= Immanuel Halton =

English astronomer and mathematician

Immanuel Halton (1628-1699) was an English astronomer and mathematician, an associate of John Flamsteed.

==Life==
He was born at Greystoke in Cumberland on 21 April 1628, the eldest son of Miles Halton of Greenthwaite Hall; Timothy Halton has been identified as probably a younger brother. Halton was educated at Blencowe grammar school in Cumberland, became a student at Gray's Inn, and then entered the service of Thomas Howard, 23rd Earl of Arundel. He transacted on his behalf affairs of importance in Holland, and on his return to England accepted and kept for twenty years the post of auditor of his household, involving duties connected with commissions and arbitrations.

In 1660 the successor of his patron made him a grant of part of the manor of Shirland in Derbyshire; he came to reside at Wingfield Manor in the same county early in 1666, and purchased some of the adjacent lands from the Henry Howard, 6th Duke of Norfolk on 28 May 1678. Halton put up sundials at Wingfield Manor; and a letter written from Gray's Inn in May 1650, describing a dial of his own invention, was published in the appendix to Samuel Foster's Miscellanea, London, 1659. Halton made several alterations and improvements in Wingfield Manor, and repaired the damage inflicted upon it by the Civil War. It remained in his family until the nineteenth century.
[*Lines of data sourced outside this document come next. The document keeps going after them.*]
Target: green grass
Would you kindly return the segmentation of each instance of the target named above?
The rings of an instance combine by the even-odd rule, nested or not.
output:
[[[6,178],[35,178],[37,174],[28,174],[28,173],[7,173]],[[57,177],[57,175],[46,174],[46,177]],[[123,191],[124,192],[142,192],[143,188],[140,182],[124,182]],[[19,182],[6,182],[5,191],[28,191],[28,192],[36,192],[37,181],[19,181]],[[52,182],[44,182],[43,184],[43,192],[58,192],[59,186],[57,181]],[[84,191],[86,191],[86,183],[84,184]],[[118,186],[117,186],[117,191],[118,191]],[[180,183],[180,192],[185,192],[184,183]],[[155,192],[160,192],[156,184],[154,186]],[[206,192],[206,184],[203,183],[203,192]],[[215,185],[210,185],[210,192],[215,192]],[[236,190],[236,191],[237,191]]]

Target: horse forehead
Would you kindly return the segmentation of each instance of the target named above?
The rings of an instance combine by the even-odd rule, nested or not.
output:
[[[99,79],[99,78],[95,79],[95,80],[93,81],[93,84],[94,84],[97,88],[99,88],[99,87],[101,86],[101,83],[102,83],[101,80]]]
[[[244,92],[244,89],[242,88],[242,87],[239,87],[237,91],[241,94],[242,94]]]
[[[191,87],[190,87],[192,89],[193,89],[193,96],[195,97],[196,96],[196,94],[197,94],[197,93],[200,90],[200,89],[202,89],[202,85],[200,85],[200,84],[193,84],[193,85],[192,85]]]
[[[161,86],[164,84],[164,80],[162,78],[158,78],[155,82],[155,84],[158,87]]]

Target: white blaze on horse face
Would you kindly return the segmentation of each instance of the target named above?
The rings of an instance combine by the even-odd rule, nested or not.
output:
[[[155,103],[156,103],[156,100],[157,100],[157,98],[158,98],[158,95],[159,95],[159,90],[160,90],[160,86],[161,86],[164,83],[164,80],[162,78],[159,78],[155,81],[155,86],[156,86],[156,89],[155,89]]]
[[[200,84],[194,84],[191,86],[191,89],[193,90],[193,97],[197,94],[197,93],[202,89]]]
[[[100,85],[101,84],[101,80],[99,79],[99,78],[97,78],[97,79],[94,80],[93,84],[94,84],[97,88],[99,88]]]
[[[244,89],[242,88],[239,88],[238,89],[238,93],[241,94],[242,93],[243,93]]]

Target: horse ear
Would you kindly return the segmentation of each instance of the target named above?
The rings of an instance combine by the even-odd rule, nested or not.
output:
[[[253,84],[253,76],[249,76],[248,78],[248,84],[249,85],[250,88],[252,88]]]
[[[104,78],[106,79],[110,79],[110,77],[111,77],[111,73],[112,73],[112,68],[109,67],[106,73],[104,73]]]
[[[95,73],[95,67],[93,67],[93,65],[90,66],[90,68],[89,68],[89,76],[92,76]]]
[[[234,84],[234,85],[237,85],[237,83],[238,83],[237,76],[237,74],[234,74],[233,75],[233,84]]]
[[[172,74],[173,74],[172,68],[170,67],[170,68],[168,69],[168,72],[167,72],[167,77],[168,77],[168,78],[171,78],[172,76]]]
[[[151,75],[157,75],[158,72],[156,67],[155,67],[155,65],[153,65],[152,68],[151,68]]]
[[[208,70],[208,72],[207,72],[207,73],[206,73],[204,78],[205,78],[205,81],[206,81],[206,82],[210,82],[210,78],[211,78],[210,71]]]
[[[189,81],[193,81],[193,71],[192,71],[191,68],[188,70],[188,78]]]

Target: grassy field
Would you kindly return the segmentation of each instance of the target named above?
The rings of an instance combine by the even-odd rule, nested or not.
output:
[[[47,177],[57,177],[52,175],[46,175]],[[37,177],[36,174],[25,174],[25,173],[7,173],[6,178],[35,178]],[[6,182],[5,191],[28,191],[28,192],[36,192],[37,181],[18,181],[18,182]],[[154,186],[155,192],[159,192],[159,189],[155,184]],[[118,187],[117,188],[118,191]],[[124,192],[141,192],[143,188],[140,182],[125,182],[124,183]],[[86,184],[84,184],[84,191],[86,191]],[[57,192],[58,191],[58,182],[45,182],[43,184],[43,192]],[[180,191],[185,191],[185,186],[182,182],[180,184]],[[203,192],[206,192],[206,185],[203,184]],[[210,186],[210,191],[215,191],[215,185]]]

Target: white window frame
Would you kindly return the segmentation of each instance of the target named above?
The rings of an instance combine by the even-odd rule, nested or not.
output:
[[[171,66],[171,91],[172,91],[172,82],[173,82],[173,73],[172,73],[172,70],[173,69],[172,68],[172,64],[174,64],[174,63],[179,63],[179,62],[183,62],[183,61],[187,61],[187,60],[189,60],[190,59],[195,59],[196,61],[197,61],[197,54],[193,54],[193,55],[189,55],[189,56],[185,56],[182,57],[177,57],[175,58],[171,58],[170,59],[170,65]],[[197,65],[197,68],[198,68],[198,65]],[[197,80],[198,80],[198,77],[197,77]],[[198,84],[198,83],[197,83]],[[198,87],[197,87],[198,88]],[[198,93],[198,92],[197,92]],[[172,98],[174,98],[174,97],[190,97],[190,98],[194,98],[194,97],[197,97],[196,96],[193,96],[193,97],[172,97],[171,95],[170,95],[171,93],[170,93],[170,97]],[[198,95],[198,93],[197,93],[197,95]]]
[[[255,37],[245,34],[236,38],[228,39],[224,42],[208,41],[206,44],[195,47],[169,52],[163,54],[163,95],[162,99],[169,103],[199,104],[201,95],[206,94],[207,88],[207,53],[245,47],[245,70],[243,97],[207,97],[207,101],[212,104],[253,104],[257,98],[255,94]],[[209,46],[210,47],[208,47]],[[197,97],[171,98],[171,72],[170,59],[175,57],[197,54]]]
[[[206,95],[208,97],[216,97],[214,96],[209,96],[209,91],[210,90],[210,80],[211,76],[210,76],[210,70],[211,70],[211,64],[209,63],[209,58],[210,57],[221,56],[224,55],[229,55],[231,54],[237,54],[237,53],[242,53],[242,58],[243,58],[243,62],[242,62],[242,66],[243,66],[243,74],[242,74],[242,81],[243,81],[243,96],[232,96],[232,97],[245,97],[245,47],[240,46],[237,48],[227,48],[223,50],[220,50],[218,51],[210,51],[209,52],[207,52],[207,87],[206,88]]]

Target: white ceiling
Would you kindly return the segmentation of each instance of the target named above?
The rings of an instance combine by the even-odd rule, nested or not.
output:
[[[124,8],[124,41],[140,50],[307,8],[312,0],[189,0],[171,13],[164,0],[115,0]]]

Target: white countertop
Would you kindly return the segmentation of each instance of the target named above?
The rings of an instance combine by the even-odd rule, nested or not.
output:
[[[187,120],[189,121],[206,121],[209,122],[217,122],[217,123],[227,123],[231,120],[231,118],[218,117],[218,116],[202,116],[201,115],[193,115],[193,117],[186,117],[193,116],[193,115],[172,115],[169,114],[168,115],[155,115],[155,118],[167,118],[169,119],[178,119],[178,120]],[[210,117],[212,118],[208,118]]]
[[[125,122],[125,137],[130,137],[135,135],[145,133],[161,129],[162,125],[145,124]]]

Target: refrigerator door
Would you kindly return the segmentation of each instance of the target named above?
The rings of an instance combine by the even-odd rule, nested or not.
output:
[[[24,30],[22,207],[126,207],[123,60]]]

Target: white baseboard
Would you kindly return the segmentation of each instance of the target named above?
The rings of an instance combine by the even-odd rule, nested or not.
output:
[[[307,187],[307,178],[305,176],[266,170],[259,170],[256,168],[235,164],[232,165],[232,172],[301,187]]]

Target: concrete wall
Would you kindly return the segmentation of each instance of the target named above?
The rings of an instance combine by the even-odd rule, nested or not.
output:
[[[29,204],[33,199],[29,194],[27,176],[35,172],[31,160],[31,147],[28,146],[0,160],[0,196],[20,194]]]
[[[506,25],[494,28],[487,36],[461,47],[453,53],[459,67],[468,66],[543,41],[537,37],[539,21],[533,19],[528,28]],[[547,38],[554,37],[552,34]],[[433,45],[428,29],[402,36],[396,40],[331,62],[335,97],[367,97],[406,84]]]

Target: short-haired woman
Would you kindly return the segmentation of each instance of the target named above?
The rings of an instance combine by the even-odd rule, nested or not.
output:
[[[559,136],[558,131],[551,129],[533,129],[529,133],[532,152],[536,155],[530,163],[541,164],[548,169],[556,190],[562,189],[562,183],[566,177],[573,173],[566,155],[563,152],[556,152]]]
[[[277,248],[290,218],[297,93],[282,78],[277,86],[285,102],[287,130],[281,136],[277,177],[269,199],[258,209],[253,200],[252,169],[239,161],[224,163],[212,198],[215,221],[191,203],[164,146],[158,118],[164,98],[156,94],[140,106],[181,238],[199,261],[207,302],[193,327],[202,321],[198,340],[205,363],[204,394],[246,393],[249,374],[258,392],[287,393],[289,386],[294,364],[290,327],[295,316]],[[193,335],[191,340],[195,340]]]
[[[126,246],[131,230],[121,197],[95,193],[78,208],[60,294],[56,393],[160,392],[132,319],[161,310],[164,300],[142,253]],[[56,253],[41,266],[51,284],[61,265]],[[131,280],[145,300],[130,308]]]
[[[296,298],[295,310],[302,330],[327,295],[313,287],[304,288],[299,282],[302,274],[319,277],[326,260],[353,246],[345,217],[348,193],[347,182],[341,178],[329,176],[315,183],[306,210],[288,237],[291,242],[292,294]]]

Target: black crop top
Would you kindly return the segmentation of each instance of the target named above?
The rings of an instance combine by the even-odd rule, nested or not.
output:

Having heard of Flamsteed's astronomical proficiency, Halton called to see him at Derby in 1666, and afterwards sent him Giovanni Battista Riccioli's New Almagest, Johannes Kepler's Rudolphine Tables, and other books on astronomy. Flamsteed calles him a good algebraist. Halton's observations at Wingfield on the solar eclipse of 23 June 1675 were communicated to the Royal Society by Flamsteed. In a letter to John Collins of 20 February 1673 Flamsteed mentioned that Halton was then translating Gerard Kinkhuysen's Moon-Wiser into English for him. A little later he speaks of observing with his quadrants, and on 27 December 1673 told Collins that 'lately, in discourse with Mr. Halton, he was pleased to show me a straight-lined projection for finding the hour by inspection, the sun's declination and height being given'.

He married Mary, daughter of John Newton of Oakerthorpe in Derbyshire, and had by her three sons, two of whom left children. He died in 1699, aged 72, and was buried in All Saints' Church, South Wingfield.